For a single-region system, Redis INCR is atomic and provides total ordering per conversation. For multi-region, you need a distributed sequence generator — either a globally consistent store (Spanner, CockroachDB) or a timestamp-based approach with conflict resolution.

Why timestamps alone fail: two messages sent 1ms apart from different servers may arrive with the same millisecond timestamp, or in the wrong order due to clock skew. Always use logical sequence numbers, not wall clocks, for ordering.

Storage: Cassandra for Chat History

Cassandra is the standard choice for chat message storage, and for good reason:

Write throughput: Cassandra's LSM-tree storage handles extremely high write rates without write amplification.
Time-range queries: messages within a conversation are retrieved by conversation_id and sequence_number range — exactly the access pattern Cassandra's partition key + clustering key model supports.
Time-to-live (TTL): per-row TTL for automatic expiration of old messages without expensive deletes.

CREATE TABLE messages (
    conversation_id UUID,
    sequence_number BIGINT,
    sender_id UUID,
    content TEXT,
    sent_at TIMESTAMP,
    PRIMARY KEY (conversation_id, sequence_number)
) WITH CLUSTERING ORDER BY (sequence_number DESC);

For 7-year retention at 104 TB, you need a tiered storage strategy: hot data (recent 30 days) on SSD-backed Cassandra nodes; warm data (30 days – 2 years) on HDD-backed nodes; cold data (2+ years) archived to object storage (S3/GCS) with a retrieval path for compliance queries.

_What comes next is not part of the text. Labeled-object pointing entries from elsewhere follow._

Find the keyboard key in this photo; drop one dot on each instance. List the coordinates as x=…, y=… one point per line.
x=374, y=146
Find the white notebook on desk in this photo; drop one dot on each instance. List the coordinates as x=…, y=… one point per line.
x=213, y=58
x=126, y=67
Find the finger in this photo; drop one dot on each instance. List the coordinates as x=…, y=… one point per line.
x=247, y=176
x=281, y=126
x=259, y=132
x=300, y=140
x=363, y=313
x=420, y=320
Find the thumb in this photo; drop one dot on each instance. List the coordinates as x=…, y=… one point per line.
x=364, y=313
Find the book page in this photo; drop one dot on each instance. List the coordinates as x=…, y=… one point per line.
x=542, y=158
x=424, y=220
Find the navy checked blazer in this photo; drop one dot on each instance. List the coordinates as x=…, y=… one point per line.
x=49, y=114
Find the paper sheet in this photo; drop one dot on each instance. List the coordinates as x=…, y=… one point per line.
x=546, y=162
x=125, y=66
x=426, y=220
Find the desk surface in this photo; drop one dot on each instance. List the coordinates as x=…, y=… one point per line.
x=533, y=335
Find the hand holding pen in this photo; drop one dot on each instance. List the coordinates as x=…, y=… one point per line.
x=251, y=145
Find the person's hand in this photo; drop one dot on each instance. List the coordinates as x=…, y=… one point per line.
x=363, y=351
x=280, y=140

Presence: The Often-Skipped Subsystem

Presence — knowing who is online — requires its own design. The naive approach (query the WebSocket server registry) does not scale for read.

Heartbeat-based presence: connected clients send a heartbeat every 10 seconds. The chat server updates a presence record in Redis with a TTL of 15 seconds:

SETEX presence:{user_id} 15 "online"

If the TTL expires (no heartbeat received), the user is marked offline. This handles connection drops gracefully.

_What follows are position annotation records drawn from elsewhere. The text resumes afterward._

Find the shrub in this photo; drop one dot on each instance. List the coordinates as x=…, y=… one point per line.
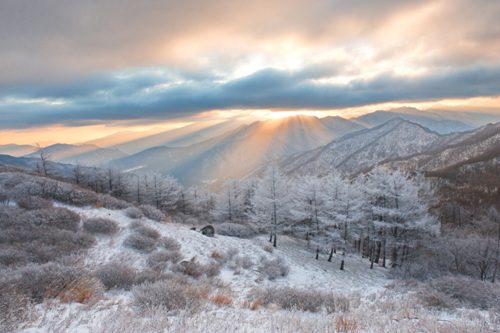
x=192, y=268
x=236, y=230
x=140, y=242
x=336, y=303
x=291, y=299
x=195, y=269
x=107, y=201
x=33, y=202
x=117, y=275
x=13, y=256
x=144, y=230
x=39, y=236
x=170, y=295
x=100, y=225
x=221, y=299
x=158, y=260
x=450, y=292
x=39, y=281
x=82, y=290
x=169, y=243
x=273, y=268
x=134, y=213
x=240, y=261
x=212, y=269
x=60, y=218
x=14, y=309
x=152, y=213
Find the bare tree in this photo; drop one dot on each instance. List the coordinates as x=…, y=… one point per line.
x=44, y=158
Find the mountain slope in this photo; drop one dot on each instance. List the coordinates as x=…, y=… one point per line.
x=180, y=137
x=361, y=150
x=233, y=154
x=85, y=154
x=17, y=150
x=479, y=145
x=441, y=123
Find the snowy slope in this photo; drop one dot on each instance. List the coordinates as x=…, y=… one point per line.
x=236, y=153
x=366, y=288
x=85, y=154
x=361, y=150
x=459, y=149
x=305, y=272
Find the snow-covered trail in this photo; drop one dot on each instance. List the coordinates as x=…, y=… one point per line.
x=305, y=271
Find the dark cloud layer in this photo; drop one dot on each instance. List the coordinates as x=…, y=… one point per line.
x=87, y=62
x=140, y=97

Presence subscriptions: User A should see User B's presence only if they are in a conversation together. Pushing all presence updates to all users is O(users²) — not feasible. Instead, subscribe to presence for a specific set of user IDs when a conversation is opened, and unsubscribe when it is closed.

A dedicated Presence Service maintains subscriptions and fans out presence updates only to interested subscribers via the WebSocket delivery path.

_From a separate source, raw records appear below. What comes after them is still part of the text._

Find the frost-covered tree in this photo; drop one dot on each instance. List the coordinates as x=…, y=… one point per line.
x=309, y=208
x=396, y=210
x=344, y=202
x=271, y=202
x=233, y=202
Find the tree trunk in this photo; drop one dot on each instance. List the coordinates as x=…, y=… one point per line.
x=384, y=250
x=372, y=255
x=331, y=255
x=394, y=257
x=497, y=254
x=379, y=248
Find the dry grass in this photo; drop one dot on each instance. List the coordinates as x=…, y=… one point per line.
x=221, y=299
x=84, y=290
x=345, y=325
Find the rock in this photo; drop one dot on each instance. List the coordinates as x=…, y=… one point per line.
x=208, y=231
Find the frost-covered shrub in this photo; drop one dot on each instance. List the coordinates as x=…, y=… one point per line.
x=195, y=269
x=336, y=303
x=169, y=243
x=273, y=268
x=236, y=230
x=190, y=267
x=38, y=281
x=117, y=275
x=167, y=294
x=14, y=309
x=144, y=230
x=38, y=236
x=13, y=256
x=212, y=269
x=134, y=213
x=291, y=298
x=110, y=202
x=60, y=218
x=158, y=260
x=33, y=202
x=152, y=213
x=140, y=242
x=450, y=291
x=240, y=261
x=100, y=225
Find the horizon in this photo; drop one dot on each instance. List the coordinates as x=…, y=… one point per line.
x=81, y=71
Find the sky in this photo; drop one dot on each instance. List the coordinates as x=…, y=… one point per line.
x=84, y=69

Push Notifications for Offline Users

When a recipient is offline (no active WebSocket connection), the message must be delivered via push notification (APNs for iOS, FCM for Android).

The delivery path:

Fanout worker detects recipient is offline (connection registry lookup returns no server).
Worker enqueues a push notification job.
Push Notification Service fetches the job, calls APNs/FCM with device token + payload.
On reconnect, user fetches unread messages from Cassandra using their last-read sequence number.

Messages delivered via push should not include full message content if the conversation is end-to-end encrypted — the notification triggers a fetch, not a display.

Key Takeaways

Chat is four distinct subsystems: delivery (WebSocket management), fanout (routing to recipients), storage (ordering and durability), and presence — design each explicitly.
Server-to-server internal RPC is required to deliver messages to recipients whose WebSocket connection lives on a different server than the sender's.
Group chat fanout must be asynchronous; for large groups (100+ members), switch to pull-on-connect to avoid per-message delivery amplification.
Use per-conversation sequence numbers for total ordering, not wall-clock timestamps — clock skew and concurrent writes make timestamps unreliable for ordering.
Cassandra's partition-key + clustering-key model is purpose-built for the (conversation_id, sequence_number) access pattern at chat scale.
Presence tracking requires heartbeat TTLs and subscription-based fanout — avoid pushing all presence events to all users.